Instructors can view workout data in real-time and communicate feedback directly to class participants, whilst community and social features allow participants to compete with friends and other members. 

“In my own life, having someone who could teach me, inspire me, and hold me accountable made all the difference,” Eldeeb said in an official statement. 

“A workout video, even if it’s broadcast live, just doesn’t compare.

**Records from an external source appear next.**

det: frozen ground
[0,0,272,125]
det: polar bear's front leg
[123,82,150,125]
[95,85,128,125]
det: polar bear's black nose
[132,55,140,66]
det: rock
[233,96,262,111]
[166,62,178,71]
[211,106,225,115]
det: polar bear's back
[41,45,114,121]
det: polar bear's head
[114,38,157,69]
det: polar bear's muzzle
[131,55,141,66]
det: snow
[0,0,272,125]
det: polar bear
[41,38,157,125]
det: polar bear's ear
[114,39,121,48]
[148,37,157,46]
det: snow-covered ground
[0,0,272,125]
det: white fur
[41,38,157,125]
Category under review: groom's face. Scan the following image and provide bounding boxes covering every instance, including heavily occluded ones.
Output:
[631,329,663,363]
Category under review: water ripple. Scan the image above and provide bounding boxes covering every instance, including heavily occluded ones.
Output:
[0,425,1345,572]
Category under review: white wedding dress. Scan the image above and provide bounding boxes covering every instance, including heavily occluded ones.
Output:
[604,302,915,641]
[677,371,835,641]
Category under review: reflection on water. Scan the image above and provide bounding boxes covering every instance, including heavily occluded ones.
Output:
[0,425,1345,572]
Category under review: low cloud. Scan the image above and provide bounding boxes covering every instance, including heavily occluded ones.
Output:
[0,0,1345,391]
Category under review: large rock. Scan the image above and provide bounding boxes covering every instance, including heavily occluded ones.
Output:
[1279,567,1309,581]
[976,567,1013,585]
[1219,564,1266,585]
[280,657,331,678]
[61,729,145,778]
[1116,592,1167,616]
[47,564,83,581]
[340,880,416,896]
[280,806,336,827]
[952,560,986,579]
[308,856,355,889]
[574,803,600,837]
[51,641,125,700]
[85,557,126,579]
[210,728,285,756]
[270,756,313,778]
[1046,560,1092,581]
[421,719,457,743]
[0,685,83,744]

That’s why Pivot is building technology to bridge the gap between the trainer and you, build that core relationship, and deliver the same hands-on guidance you’d expect from an in-person class,” he added.

According to Eldeeb, despite the brand entering the $30B market US fitness industry behind competitors including Mirror, Tonal and billion-dollar at-home spinning brand Peloton, it possesses a major advantage: proprietary data. 

The company recently revealed that its B2B gym product has already captured the largest dataset of humans working out in the world with over 1 million tagged workouts. This data, it says, will enable Pivot’s software and machine learning technology to be hyper-accurate in tracking and providing real-time feedback for workouts.

However, for Kyle Lui, Partner at venture capital firm DCM, which led Pivot’s raise, it’s the brand’s proprietary software and machine learning technology that records workouts and points out when users’ form is incorrect, that he believes will ultimately boost its competitive edge.

Pivot’s technology combines world-class machine learning, software and hardware to create an at-home strength training & fitness experience comparable to what Peloton has achieved for the at-home spin experience,” he commented.

“Its product differentiation was clear to me the first time I tried it, and I’m incredibly excited for the company’s upcoming launch,” he added.

When Pivot eventually launches, the user will have to fork out an initial payment of $2,000 for its equipment, including a heart rate monitor and weights, with a monthly service fee of around $39 hiking the price up further. But that’s not something Eldeeb believes will cause too much of a barrier to entry.

The entrepreneur recently told Business Insider that although he had some initial reservations about marketing a high-tech fitness device to consumers, the success of Peloton’s $1,995 bike demonstrated strong consumer demand despite a high price-tag.